2020-02-04

【動画公開】シサスク:”The Spiral Shymphony” -梨本宮里ピアノデュオ

2019年11月2日、公園通りクラシックスで上演された「梨本宮里ピアノデュオ Contemporary Piano Duo Music-響鳴-」より、ウルマス・シサスクの《The Spiral Shymphony (渦巻銀河交響曲)》のライブ映像を公開いたしました。

梨本宮里ピアノ・デュオ
Primo: 梨本卓幹
Second: 宮里倫史

サウンドエンジニア: 増田義基

当日のプログラムノート

宇宙、星、星座や神話、そして、銀河。その未だ全貌が知れぬ巨大な存在に、誰しもが一度は憧れ、ロマンを感じるであろう。

銀河とは数億~数千億もの星々で構成される星の大集団、すなわち何十億年と受け継がれてきた宇宙の歴史そのものだ。

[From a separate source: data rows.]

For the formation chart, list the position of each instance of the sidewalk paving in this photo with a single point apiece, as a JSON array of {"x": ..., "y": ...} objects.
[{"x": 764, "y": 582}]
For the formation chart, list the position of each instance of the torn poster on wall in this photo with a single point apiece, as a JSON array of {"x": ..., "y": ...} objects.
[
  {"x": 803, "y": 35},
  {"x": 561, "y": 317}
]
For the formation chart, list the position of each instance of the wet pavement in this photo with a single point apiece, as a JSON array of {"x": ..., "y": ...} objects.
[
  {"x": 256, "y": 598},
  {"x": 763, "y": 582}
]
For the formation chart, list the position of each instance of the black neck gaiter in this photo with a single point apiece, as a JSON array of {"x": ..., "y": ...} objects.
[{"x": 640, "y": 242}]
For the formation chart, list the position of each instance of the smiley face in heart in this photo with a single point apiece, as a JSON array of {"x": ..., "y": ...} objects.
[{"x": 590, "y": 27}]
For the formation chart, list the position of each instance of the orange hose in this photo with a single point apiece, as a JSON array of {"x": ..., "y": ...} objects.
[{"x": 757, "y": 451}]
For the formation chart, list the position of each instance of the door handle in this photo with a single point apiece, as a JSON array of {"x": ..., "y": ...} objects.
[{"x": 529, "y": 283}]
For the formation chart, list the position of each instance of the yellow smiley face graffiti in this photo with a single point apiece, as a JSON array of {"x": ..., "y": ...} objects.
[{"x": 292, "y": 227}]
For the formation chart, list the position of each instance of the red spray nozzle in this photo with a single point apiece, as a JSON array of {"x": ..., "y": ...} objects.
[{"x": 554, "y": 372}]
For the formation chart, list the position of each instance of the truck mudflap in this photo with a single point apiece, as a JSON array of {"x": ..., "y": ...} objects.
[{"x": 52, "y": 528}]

ガスが集まり、星が生まれ、成長し、やがて終焉を迎える。日々、慌ただしい時間を生きる我々人類からは想像も絶するほど長大な時の流れの中で、これまた人智を遥かに超える膨大なエネルギーをもって、宇宙もまた変化し続けているのである。

エストニアの作曲家ウルマス・シサスクは、幼少の頃に星を見上げ、魅せられた。全88星座のピアノ曲をも作曲し、天文学者としての顔も持つシサスク氏がこの曲集で題材として選んだものこそ、銀河の中でもその形が螺旋のような渦を描いている「渦巻き銀河」だ。「渦巻銀河交響曲」と訳されるこの曲集とには次のような銀河が登場する。

 1.ケフェウス座NGC2276銀河

曲中で織りなされる異なる2つの輪の調和。1億500万光年という遥か遠くから紡がれる星の二重唱。

 2.りょうけん座M51銀河

宇宙空間に飛び交う星々のシグナルと、大きく腕を広げて渦巻く銀河。すぐ側に小さな銀河を従えていることから、この銀河は「子持ち銀河」という別名を持つ。

 3.かみのけ座M64銀河

かつて2つの銀河が衝突してできたこの銀河は、光が吸収されて見えない部分があることから「黒眼銀河」と呼ばれる。入り乱れる光と闇の舞踏。

 4. ろ座NGC1365銀河

端から端まで20万光年という広大な領域にまたがり、3億5000万年ほどかけて外周が一周する。広く長大な時の流れ。

 5. しし座M66銀河

M65、NGC3628と共にしし座銀河団を構成する。お互いの重力に影響されながらもどっしりと回転を続ける。

 6. おおぐま座M81銀河

大きく整った形を持つこの銀河は、遠目にはゆっくりと、しかし実際は秒速300キロメートルで回転している。

 7.おおぐま座M101銀河

淡く、そして大きく広がるこの銀河は別名「回転花火銀河」。中心のもやもやした部分から次第に巨大な全体像が見えてゆく。

 8.9.おとめ座銀河団~フィナーレ

おとめ座方向に広がる約2000という膨大な銀河の大集団、おとめ座銀河団。さながら悠久の思い出にふけるかのような、それでいてどこまでも限りなく続いていくような、そんな宇宙に響く星々の輝き。